The importance of this presidential action was emphasized by Trump’s visit to the VA headquarters, just across Lafayette Square from the White House. Vice President Pence, members of Congress and veterans joined VA Secretary David Shulkin as the president signed the order Thursday afternoon.
Trump praised the “many VA employees who do a fantastic job,” a reality too often lost in discussions about the agency.
“This executive order makes it clear,” he said, “that we will never, ever tolerate substandard care for our great veterans. With the creation of this office, we are sending a strong message: Those who fail our veterans will be held, for the first time, accountable.”
Trump seems to think he created all that’s good. He is not the first to hold VA employees accountable.
Speaking to reporters on Wednesday, Shulkin said the new VA Office of Accountability and Whistleblower Protection will help officials deal with employees who “should no longer be working [at] VA, and make sure that we can do that expeditiously.” He didn’t have a cost estimate for this new layer of bureaucracy, which he said will confront “systemic barriers that prevent us from making the right decisions.” But the secretary did say it would not be “small amounts. This is going to be a substantial commitment.”
Unfortunately, the administration’s commitment to move “expeditiously” was not accompanied by a promise to balance swiftness with fairness. Civil service protections were not even an afterthought at the executive order signing ceremony. Due process was not mentioned there by Trump, Pence or Shulkin, or in the order itself.
The order charges the Office of Accountability and Whistleblower Protection with assisting the secretary in using “all available authorities to discipline or terminate” employees who violate the public’s trust and identifying statutory obstacles that get in the secretary’s way as he seeks to do that.
This rush to fire feds faster, first at VA, but with attempts to spread it across government, comes with a serious risk. Yes, due process rights can be slow and cumbersome. They protect, however, not just employees, but more importantly, also the public from a politicized system that favors citizens of one political party over another. Reforms must respect civil service protections. They should be acknowledged by government leaders and not be ignored as they were at the signing.
Furthermore, those protections protect whistleblowers.
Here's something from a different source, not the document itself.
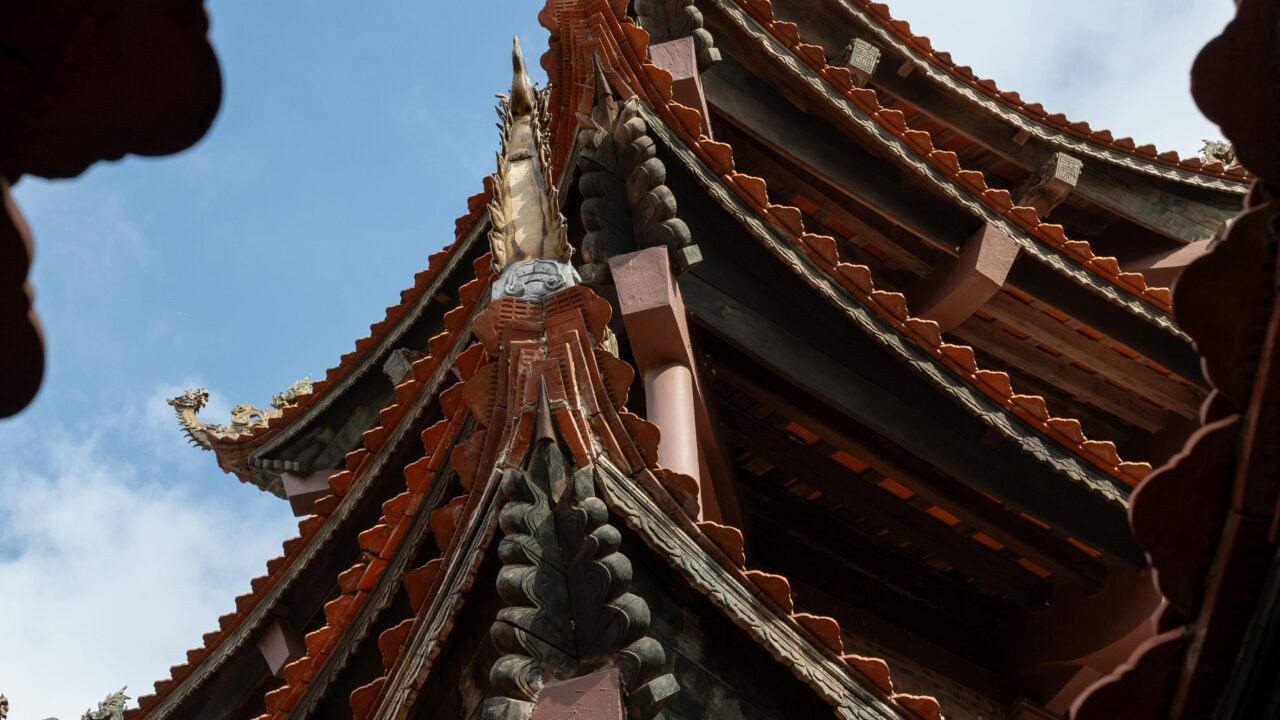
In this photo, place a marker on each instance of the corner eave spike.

While expedited firing has a certain appeal, allowing faster firing also could empower vengeful managers to more easily dismiss employees who report cases of agency waste, fraud and abuse.
The notion of protecting whistleblowers with the new VA office was met with skepticism by those who actually protect them from aggression by individual managers every day.
Tom Devine, legal director of the Government Accountability Project, said he appreciated Trump’s “good intentions” but that “it would be unprecedented for this office to be an effective, genuine resource for whistleblowers. As a rule, internal agency whistleblower offices always have been Trojan Horses.”
Elizabeth Hempowicz, policy counsel for the Project on Government Oversight, agreed.
She pointed to the VA’s Central Whistleblower Office, created by Congress last year to investigate whistleblower complaints and charges of retaliation against them. Because it is housed within VA, without “proper independence,” she said, “our worry is that it risks becoming an internal clearinghouse to help agency managers identify and retaliate against whistleblowers.”
Congressional Republicans, who generally speaking have advanced numerous workplace protection dilution measures, were full of praise for Trump.
“I applaud the Trump administration for taking action to hold bad actors accountable and enhance whistleblower protections throughout the VA,” said Sen. Ron Johnson (R-Wis.), chairman of the Senate Homeland Security and Governmental Affairs Committee.
But will the administration enhance those protections or provide cover to subvert them, as whistleblower advocates fear?